Plus particulièrement, sa mainmise sur le lexique employé par le gouvernement Legault ou le Parti québécois est, pour peu qu’on s’y intéresse, spectaculairement manifeste.

Qui, parmi les chroniqueurs de la nation, a vu l’un de ses bouquins être chaleureusement suggéré par le premier ministre? Un hasard? Ne soyons pas naïfs.

Bock-Côté refuse la reconnaissance du concept de racisme systémique en sol québécois? Idem pour la CAQ et le PQ.

Bock-Côté rejette le concept de «féminisme intersectionnel», lui préférant celui, inodore, du «féminisme universel»? Idem pour la CAQ et le PQ.

Bock-Côté refuse toute responsabilité du peuple québécois quant aux ravages des pensionnats autochtones, jugés comme faute fédérale seulement? Idem pour la CAQ et le PQ.

Bock-Côté suggère la conservation du «mot en N» dans l’espace public? Idem pour la CAQ et le PQ.

Bock-Côté transpose la panique morale américaine à même les universités du Québec? Idem pour la CAQ et le PQ.

Bock-Côté s’obsède du chemin Roxham et de la fermeture des frontières? Idem pour la CAQ et le PQ, ce dernier allant jusqu’à proposer, burlesquement, l’envoi de la Sûreté du Québec afin d’intercepter les réfugiés. À la question de journalistes à savoir ce que ladite SQ ferait ensuite, le chef du PQ, incapable de répondre à la question, réplique plutôt: «Vous n’agissez pas ici en journaliste, mais bien en militant!» Tiens, tiens…

D’aucuns croiraient d’ailleurs, à entendre les discours récents de PSPP, que MBC en assure les retouches. Dans son dernier point de presse, il affirme: «On a tenté dans ce débat-là [i.e. Roxham] d’extrême-droitiser les personnes qui pensent que les frontières sont, blablabla […]. » Qui, déjà, nous annonçait que «l’extrême-droite est un concept fantomatique»? De moins en moins subtil, côté ventriloque. 

S’ajoute à cela la (longue) liste des volte-face de St-Pierre Plamondon, toutes en néo-conformité avec les diktats idéologiques de Bock-Côté, dont quelques illustrations se retrouvent ci-haut.
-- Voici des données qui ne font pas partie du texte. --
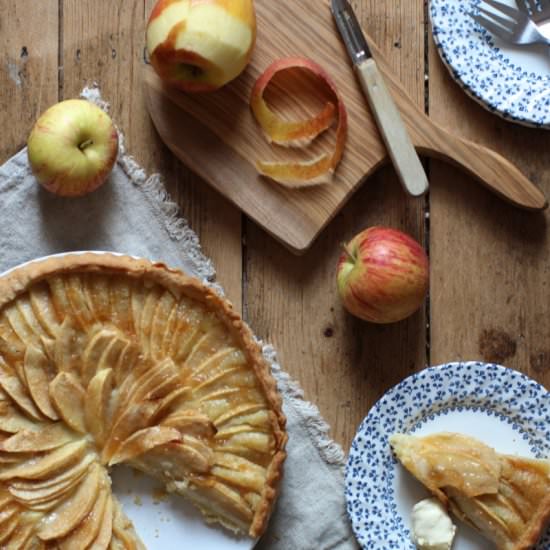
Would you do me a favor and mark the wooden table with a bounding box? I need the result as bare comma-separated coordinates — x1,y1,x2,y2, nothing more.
4,0,550,458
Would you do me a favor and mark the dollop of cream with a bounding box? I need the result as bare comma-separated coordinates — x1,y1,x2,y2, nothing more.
412,498,456,550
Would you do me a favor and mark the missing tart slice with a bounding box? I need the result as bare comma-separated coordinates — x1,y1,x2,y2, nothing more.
0,254,287,550
390,433,550,550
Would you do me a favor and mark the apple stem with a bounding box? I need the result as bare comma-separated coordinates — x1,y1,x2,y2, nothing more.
78,139,94,151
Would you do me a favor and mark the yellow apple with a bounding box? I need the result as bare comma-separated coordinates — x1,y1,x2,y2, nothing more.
27,99,118,197
147,0,256,92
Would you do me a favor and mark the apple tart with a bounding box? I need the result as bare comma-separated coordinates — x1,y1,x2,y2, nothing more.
0,253,287,550
390,433,550,550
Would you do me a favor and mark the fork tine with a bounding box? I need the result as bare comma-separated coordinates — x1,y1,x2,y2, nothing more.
483,0,520,19
516,0,531,15
479,8,516,32
470,13,511,40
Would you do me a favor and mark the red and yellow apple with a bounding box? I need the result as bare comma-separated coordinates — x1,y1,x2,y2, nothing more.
27,99,118,197
147,0,256,92
337,227,429,324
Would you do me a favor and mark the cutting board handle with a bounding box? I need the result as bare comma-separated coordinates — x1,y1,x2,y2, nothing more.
413,123,548,210
371,41,548,210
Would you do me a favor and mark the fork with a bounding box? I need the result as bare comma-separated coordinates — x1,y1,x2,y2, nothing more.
470,0,550,45
516,0,550,23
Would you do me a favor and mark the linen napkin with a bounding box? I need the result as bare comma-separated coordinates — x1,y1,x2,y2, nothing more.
0,88,357,550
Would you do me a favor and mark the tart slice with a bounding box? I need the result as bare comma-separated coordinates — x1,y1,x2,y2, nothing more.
390,433,550,550
0,254,287,550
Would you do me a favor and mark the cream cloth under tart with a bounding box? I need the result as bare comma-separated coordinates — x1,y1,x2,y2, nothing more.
0,254,287,549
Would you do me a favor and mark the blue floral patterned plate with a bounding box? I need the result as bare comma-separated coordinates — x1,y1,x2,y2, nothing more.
346,363,550,550
430,0,550,128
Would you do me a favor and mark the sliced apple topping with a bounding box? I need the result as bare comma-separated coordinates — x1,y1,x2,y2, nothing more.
0,422,73,453
162,410,216,437
29,283,59,338
37,464,106,541
84,369,114,445
89,495,114,550
8,523,36,550
101,401,160,464
0,441,87,480
0,358,42,420
0,266,288,550
50,372,86,433
250,57,348,188
110,499,145,550
10,453,95,493
82,329,121,384
109,426,182,466
23,346,59,420
0,396,41,433
0,514,19,548
58,488,111,550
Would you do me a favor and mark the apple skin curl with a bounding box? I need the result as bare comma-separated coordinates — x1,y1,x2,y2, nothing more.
250,57,348,188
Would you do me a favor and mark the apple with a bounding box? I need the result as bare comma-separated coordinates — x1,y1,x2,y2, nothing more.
27,99,118,197
337,227,429,324
147,0,256,92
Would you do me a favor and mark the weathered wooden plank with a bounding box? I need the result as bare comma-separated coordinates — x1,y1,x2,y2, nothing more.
430,34,550,385
0,0,58,162
62,0,242,309
245,0,432,448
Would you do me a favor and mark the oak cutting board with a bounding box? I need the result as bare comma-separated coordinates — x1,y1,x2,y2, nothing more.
145,0,547,254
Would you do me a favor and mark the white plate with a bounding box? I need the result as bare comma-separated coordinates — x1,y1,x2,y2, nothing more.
0,251,256,550
346,363,550,550
430,0,550,128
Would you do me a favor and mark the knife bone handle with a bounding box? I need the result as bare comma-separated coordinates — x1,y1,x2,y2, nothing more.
355,58,428,197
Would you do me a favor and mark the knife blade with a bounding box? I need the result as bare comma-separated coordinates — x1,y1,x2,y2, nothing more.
331,0,428,197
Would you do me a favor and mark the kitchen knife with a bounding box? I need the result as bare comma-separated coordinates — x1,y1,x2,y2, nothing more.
332,0,428,197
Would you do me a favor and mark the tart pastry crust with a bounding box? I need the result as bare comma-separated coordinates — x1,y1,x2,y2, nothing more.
0,253,287,550
390,432,550,550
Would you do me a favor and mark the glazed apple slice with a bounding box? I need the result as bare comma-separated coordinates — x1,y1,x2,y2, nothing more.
82,329,117,384
23,346,59,420
162,410,216,437
85,369,114,445
29,283,59,338
101,402,160,464
0,514,19,548
9,462,90,508
150,290,176,361
88,495,114,550
0,359,42,420
58,488,111,550
151,386,192,423
250,57,348,188
110,499,145,550
50,372,86,434
37,464,104,541
0,396,41,433
0,422,74,453
109,426,182,466
0,441,87,481
2,524,35,550
211,453,266,493
10,453,95,491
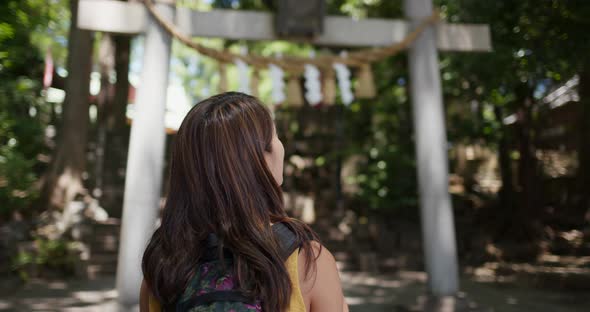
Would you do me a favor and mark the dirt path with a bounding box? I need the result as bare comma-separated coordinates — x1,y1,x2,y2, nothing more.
0,272,590,312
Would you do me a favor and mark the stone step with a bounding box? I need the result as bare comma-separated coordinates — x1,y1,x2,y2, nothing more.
85,264,117,279
88,235,119,252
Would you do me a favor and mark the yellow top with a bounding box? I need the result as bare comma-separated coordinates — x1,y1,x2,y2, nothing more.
149,250,307,312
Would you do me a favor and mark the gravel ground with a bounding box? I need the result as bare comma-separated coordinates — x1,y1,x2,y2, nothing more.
0,272,590,312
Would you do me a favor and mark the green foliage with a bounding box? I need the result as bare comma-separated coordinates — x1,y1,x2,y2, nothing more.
0,0,54,216
12,238,76,280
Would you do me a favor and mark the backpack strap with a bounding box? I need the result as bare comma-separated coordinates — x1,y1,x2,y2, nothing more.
272,222,301,260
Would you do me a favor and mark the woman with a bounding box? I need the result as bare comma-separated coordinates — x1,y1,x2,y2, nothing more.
140,92,348,312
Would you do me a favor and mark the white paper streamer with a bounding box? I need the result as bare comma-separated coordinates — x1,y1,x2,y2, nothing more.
234,59,252,94
303,64,322,106
332,63,354,106
268,64,287,104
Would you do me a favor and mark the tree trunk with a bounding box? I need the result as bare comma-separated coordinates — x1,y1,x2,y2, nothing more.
101,35,131,217
577,58,590,212
494,105,514,211
41,0,92,208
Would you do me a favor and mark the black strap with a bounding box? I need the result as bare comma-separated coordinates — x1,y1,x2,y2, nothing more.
201,222,301,262
176,290,256,312
272,223,300,260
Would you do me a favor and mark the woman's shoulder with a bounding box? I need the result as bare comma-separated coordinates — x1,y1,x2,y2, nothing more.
298,241,344,311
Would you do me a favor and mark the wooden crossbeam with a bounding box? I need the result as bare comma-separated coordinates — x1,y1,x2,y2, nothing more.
78,0,492,52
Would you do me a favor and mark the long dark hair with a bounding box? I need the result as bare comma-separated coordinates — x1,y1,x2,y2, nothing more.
142,92,318,311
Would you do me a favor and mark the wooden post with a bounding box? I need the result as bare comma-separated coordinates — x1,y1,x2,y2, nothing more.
117,4,175,311
404,0,459,296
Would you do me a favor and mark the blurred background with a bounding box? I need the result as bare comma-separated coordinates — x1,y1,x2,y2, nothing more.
0,0,590,311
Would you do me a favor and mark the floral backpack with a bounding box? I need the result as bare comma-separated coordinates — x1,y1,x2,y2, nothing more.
174,223,299,312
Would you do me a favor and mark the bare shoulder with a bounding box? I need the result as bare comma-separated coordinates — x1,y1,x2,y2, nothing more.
139,280,150,312
299,241,348,312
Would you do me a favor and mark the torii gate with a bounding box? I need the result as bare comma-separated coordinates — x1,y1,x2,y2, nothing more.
78,0,491,310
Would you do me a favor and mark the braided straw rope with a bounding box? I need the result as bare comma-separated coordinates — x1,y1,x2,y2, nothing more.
143,0,439,74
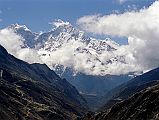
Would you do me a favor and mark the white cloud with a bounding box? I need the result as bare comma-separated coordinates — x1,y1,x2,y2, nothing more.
117,0,128,3
77,1,159,70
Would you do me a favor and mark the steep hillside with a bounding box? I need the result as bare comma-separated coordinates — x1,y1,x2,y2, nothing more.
0,46,86,120
100,68,159,110
82,82,159,120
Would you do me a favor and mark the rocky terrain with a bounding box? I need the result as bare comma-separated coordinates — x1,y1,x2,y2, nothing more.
82,82,159,120
0,46,86,120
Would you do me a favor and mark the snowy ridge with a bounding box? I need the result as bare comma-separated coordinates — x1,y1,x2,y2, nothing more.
3,20,139,75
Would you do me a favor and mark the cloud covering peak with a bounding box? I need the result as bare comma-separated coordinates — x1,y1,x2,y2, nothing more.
77,1,159,70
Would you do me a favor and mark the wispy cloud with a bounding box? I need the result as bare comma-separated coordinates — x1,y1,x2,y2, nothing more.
77,1,159,70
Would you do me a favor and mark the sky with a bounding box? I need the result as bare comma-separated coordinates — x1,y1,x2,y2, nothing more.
0,0,154,31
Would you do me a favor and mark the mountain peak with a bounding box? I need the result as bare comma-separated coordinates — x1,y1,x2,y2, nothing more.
52,19,71,28
9,23,30,31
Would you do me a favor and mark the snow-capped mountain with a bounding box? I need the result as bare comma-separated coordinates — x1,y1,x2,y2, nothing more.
8,20,128,75
1,20,133,102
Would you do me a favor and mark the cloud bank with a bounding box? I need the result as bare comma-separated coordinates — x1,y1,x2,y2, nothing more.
77,1,159,70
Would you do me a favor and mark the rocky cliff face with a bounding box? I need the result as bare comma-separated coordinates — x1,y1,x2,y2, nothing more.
0,46,86,120
82,82,159,120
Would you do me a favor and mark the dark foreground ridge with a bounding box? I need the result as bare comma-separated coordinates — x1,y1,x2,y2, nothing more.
0,46,86,120
81,65,159,120
0,46,159,120
82,82,159,120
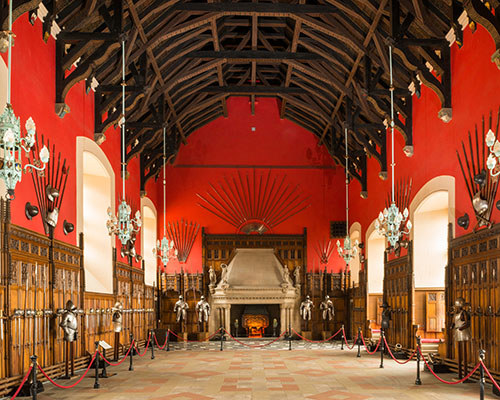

MBC n’est point, en bref, un simple analyste politique. Plutôt un militant féroce qui, du fait de sa stature d’incontournable, tire maintes ficelles du débat public.

Qui, à part lui (et quelques-uns de ses acolytes médiatiques), peut se permettre d’inviter ses lecteurs à prendre leurs cartes du PQ? Leur dire qui appuyer à la course à la chefferie? Personne.

***

Vendredi dernier, un copain m’envoie un audio: «Écoute ça, t’en reviendras pas, MBC affirme que Trump est victime de persécution politique.»

J’écoute ipso facto. Le pote a raison. On y entend même: «Je vais peser mes mots: Trump est victime de persécution politique.»  

Bouche bée.

Et s’il n’avait pas pesé ses mots, ç’aurait été quoi? Que Trump est victime de racisme anti-Blanc?

La méfiance de Bock-Côté pour l’État de droit et les droits fondamentaux (sauf la liberté d’expression, si elle le concerne) est bien connue.

Qu’il fasse sien l’illibéralisme d’Orban laissait déjà pantois.

Qu’il appuie ouvertement la candidature d’Éric Zemmour, lui qui promettait d’expulser de la France cinq millions d’hommes et femmes et d’interdire les prénoms autres que «français», même effet.

Mais qu’il embarque dans le train des coucous, blâmant la partisannerie afin d’expliquer les accusations, au nombre de 34 (!), d’un grand jury new-yorkais envers l’un des plus grands bandits des temps modernes repose, spectaculairement, sur le rejet complet d’un paradigme jusqu’alors non négociable: celui de l’application d’une seule loi pour tous, en tout temps.

Ce type de raisonnement, mortifère à tout État de droit et donc démocratie, donne froid dans le dos. Surtout quand on connaît la liste, interminable, des prochaines accusations à être portées contre l’ex-président [1].

En espérant que cette fois, l’influence de MBC se butera enfin aux portes du politique québécois, gardées par la règle de droit et autres sens de la Justice. Celle avec un grand J, pierre d’assise du contrat social.